Protests grow - but will they be enough?
After one of the most shameful elections of modern times, and almost within earshot of the screams of his tortured and murdered victims, Robert Mugabe will today be sworn in for another term as the President of Zimbabwe.
While his goon squads continue to hunt down and terrorise anyone they think might be a Movement for Democratic Change (MDC) sympathiser, Mugabe will immediately fly to the Egyptian resort of Sharm el Sheikh, for an African Union summit, where he will hope to be greeted as Zimbabwe's rightful leader.

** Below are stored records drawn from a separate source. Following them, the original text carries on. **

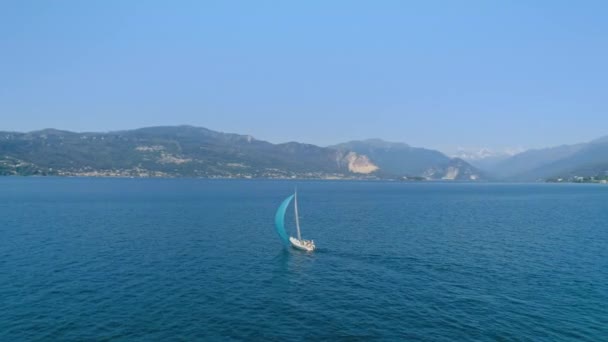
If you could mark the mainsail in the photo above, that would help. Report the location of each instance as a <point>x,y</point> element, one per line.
<point>279,220</point>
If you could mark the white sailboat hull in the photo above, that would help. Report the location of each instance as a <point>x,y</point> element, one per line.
<point>304,245</point>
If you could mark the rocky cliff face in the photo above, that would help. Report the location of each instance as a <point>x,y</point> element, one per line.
<point>360,163</point>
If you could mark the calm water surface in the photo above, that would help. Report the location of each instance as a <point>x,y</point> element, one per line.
<point>136,259</point>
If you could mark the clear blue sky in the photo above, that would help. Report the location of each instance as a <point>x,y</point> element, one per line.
<point>430,73</point>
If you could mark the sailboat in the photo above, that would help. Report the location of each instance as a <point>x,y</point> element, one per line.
<point>279,222</point>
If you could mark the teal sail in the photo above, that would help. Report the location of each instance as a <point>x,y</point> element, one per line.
<point>279,220</point>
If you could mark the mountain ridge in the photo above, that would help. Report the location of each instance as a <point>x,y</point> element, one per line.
<point>189,151</point>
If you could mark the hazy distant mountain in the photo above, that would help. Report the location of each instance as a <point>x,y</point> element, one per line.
<point>403,160</point>
<point>587,159</point>
<point>178,151</point>
<point>485,158</point>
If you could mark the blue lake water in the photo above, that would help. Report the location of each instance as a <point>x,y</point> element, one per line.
<point>161,259</point>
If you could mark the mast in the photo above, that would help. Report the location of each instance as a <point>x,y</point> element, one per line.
<point>295,206</point>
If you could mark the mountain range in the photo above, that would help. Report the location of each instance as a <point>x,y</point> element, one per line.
<point>187,151</point>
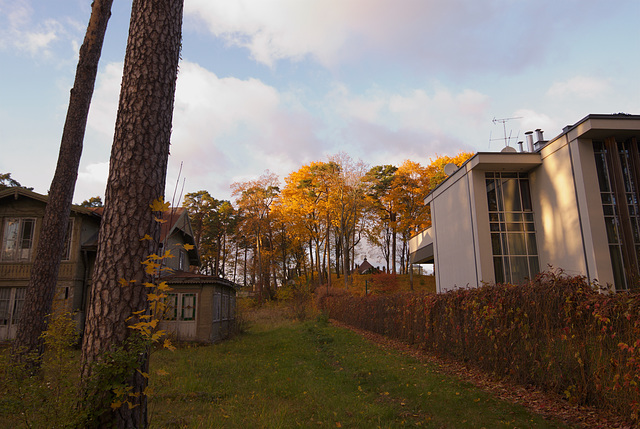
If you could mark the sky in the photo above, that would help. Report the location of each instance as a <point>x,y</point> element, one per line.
<point>276,84</point>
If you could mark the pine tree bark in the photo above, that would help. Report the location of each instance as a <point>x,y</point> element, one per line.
<point>137,173</point>
<point>46,265</point>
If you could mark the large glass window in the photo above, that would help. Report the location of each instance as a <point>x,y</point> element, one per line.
<point>17,239</point>
<point>513,235</point>
<point>618,169</point>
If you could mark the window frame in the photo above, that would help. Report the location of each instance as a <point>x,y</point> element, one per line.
<point>16,254</point>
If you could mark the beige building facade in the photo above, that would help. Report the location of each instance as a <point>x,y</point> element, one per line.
<point>571,203</point>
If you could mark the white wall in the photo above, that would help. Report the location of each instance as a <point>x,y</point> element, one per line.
<point>454,241</point>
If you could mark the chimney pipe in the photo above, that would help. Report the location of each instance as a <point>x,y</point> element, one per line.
<point>529,136</point>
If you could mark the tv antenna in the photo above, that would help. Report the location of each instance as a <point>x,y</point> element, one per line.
<point>503,121</point>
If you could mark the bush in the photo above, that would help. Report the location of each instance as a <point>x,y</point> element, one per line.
<point>48,398</point>
<point>557,333</point>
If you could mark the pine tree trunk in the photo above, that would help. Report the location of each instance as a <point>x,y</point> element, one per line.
<point>136,178</point>
<point>46,265</point>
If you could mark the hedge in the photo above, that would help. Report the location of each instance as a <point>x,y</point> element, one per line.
<point>557,333</point>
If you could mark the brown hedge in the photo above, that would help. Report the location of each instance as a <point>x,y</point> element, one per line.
<point>557,333</point>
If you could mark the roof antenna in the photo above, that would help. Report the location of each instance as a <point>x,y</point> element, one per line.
<point>503,121</point>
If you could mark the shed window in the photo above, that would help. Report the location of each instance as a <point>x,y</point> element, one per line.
<point>181,306</point>
<point>11,301</point>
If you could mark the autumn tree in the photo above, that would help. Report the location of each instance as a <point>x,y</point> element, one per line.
<point>213,223</point>
<point>136,178</point>
<point>347,201</point>
<point>410,187</point>
<point>92,202</point>
<point>6,181</point>
<point>383,231</point>
<point>254,200</point>
<point>46,264</point>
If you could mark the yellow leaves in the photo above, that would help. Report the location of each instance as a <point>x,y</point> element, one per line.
<point>157,219</point>
<point>156,297</point>
<point>164,287</point>
<point>159,205</point>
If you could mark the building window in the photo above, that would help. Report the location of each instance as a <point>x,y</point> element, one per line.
<point>17,239</point>
<point>182,257</point>
<point>181,306</point>
<point>11,301</point>
<point>618,168</point>
<point>513,235</point>
<point>66,252</point>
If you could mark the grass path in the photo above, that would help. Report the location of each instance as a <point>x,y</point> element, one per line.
<point>287,375</point>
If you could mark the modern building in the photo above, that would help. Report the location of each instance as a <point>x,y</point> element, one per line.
<point>571,203</point>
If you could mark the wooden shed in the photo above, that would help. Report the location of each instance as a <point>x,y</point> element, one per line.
<point>202,308</point>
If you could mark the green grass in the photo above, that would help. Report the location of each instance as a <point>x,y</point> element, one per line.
<point>285,375</point>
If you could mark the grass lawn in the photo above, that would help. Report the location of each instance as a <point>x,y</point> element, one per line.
<point>283,374</point>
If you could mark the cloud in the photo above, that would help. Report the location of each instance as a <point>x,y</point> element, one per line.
<point>583,87</point>
<point>92,180</point>
<point>21,33</point>
<point>456,35</point>
<point>416,121</point>
<point>222,127</point>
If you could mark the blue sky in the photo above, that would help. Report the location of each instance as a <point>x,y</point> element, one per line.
<point>275,84</point>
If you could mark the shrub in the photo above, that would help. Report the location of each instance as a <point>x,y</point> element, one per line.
<point>557,333</point>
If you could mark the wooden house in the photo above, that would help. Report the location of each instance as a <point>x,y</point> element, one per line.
<point>203,306</point>
<point>21,214</point>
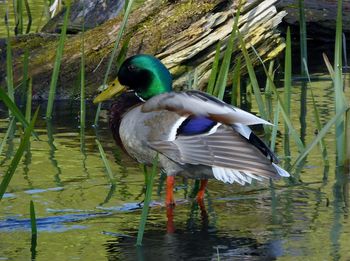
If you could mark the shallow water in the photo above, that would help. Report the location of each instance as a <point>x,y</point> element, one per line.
<point>81,216</point>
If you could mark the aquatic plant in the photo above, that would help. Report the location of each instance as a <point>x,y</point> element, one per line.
<point>57,65</point>
<point>111,59</point>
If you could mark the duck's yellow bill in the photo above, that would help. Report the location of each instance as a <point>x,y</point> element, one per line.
<point>115,88</point>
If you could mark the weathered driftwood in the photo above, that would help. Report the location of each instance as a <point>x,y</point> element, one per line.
<point>319,14</point>
<point>92,12</point>
<point>183,35</point>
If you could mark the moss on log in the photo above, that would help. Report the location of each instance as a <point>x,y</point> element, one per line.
<point>183,35</point>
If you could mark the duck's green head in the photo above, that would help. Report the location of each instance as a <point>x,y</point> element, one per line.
<point>144,74</point>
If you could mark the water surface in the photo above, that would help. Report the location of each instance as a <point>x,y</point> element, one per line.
<point>81,216</point>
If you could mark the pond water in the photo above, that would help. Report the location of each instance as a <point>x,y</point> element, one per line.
<point>81,216</point>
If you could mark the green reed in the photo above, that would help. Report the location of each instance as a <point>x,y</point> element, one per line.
<point>29,101</point>
<point>111,59</point>
<point>317,119</point>
<point>16,159</point>
<point>303,35</point>
<point>106,162</point>
<point>236,84</point>
<point>221,81</point>
<point>7,134</point>
<point>33,219</point>
<point>253,79</point>
<point>288,75</point>
<point>82,76</point>
<point>9,65</point>
<point>147,201</point>
<point>214,70</point>
<point>283,110</point>
<point>57,65</point>
<point>34,231</point>
<point>340,100</point>
<point>15,111</point>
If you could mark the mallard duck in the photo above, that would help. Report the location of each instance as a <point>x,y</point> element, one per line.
<point>195,134</point>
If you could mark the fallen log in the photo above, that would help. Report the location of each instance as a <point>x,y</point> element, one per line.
<point>320,16</point>
<point>182,34</point>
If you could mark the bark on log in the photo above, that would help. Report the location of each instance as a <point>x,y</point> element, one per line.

He may meet with some disapproval, but probably not enough. Kenya, Botswana, Tanzania, Zambia and Nigeria have all condemned his programme of violence, and Tanzania and Botswana have even spoken of sending in troops. But other states in the 53-member union are unlikely to agree.
Meanwhile at home the Zanu-PF miltia's programme of organised terror has reportedly delivered Mugabe a landslide vote in the so-called Presidential run-off. But this has not satisfied their bosses, and the persecution will continue today with the launch of Operation Red Finger - a plan to track down those who refused to vote, and therefore are not marked with red dye on their hands.
On the diplomatic front, the dream of real negotations, of perhaps a government of national unity, remains just that - a dream. Despite statements by both Nelson Mandela and Archbishop Tutu, South African president Thabo Mbeki, who is believed to be the only man who could bring the regime down, continues to refuse to utter a single word critical of Mugabe.
Any hopes in that direction now lie with the new ANC president Jacob Zuma, who is known to be sympathetic towards the MDC leader and fellow trade unionist Morgan Tsvangirai. Zuma is likely to become President of South Africa next April. It's going to be a long wait.